The Duterte administration is now aiming to finish a revision of the water concession contract before 2019 ends. This drafting of new version will eliminate provisions that president Duterte found onerous and clearly not in favor to the interest of the government and the general public. Aside from its problematic extension grant which was already deemed valid until 2037 when in legality the 1997 agreement was set to expire in 2022, President Duterte, along with the Justice department, discovered that there are dozens more burdensome provisions in the contract, then signed by president Fidel V. Ramos during his term and then extended by Gloria Macapagal-Arroyo in 2009.
One particular example that is very worrying is the proscription of the government from interfering with the price-setting and from insurances in case of possible losses. Prohibiting the government from meddling would allow these two giant distributors take advantage on the consumer. This is one of the main reasons why the contract is being scrutinized right now. However, it was also thought that this is president Duterte’s clever response to the penalties (P10.8 billion) that Manila Water and Maynilad wanted to collect from the government.
Regarding the crafting of the new water concession agreement, Justice Sec. Menardo I. Guevarra said:
“We are still forming our team that will come up with the government version of the water concessionaire agreements. We hope to be able to come up with the revised version of a water concession agreement that has not include the onerous provisions… before the year is over”.
Economic sabotage and economic plunder
In further speeches, President Duterte threatened the 2 giant water conglomerates about the different ways his government can take over the water supply.

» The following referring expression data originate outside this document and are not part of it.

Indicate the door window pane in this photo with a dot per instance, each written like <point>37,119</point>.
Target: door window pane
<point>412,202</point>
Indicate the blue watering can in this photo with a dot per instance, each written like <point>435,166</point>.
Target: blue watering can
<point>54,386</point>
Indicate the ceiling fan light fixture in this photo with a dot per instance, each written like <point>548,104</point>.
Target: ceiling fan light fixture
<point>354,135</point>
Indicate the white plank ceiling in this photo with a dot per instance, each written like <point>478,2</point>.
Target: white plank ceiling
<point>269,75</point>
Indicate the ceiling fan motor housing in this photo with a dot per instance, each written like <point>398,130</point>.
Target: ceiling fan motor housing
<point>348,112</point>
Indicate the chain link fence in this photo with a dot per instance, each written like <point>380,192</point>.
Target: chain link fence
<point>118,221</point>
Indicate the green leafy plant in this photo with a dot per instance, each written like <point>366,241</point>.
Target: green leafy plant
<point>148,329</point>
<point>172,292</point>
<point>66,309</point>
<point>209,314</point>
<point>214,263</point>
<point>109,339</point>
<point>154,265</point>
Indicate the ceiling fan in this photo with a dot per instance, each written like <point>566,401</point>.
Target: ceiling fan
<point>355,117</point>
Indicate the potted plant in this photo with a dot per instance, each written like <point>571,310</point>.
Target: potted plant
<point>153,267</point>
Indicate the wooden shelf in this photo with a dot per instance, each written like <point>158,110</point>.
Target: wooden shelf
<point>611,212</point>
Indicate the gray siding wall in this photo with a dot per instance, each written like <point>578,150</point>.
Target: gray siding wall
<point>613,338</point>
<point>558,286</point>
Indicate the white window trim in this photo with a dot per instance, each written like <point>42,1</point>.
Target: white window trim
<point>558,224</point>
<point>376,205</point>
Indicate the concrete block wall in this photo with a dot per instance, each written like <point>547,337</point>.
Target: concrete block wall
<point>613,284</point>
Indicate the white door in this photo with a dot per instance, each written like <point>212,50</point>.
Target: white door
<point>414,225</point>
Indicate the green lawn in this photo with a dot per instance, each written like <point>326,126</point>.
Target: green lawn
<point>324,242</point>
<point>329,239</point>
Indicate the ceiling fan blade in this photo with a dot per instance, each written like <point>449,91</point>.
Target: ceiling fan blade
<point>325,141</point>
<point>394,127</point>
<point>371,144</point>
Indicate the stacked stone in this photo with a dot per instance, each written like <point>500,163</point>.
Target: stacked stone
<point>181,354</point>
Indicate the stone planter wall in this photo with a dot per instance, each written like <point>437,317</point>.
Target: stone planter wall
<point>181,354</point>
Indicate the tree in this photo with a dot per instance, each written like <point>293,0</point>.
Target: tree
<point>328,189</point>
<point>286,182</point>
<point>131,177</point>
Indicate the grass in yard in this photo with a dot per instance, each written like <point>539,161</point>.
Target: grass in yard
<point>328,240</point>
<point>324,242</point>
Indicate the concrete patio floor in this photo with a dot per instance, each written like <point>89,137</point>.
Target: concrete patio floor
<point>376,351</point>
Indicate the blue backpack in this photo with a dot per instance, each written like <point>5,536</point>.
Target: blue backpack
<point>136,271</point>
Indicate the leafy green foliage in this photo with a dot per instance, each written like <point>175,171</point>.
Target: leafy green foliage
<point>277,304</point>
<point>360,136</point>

Aside from stating that he can order the Armed Forces of the Philippines to manage the water operation if these corporations do not cooperate, he also said he can suspend the Writ of Habeas Corpus for these billionaires so he can send them to jail for economic plunder and sabotage. Strangely enough, on another occasion President Duterte also stated that he can create a “revolutionary government” to deal with the problem if things get worst.
Fidel Ramos, as a president who signed the 1997 concession agreement and Gloria Macapagal-Arroyo, as the president during its extension in the year 2009, might possibly face charges of graft as “conspirators” of the onerous concession agreement that the president wants to reform. Regarding this issue, Presidential Spokesperson Salvador Panelo said:
“If they (Ramos and Arroyo) are part of the conspiracy, they can be sued. If they are not, they cannot be charged”.
Meanwhile, regarding the president’s warnings to these 2 giant tycoons, Randy Estrellado, the chief operating officer of Maynilad said last week:
“We understand where they’re coming from and we are willing to sit down and look at the concession…We are fairly confident that we did nothing wrong.”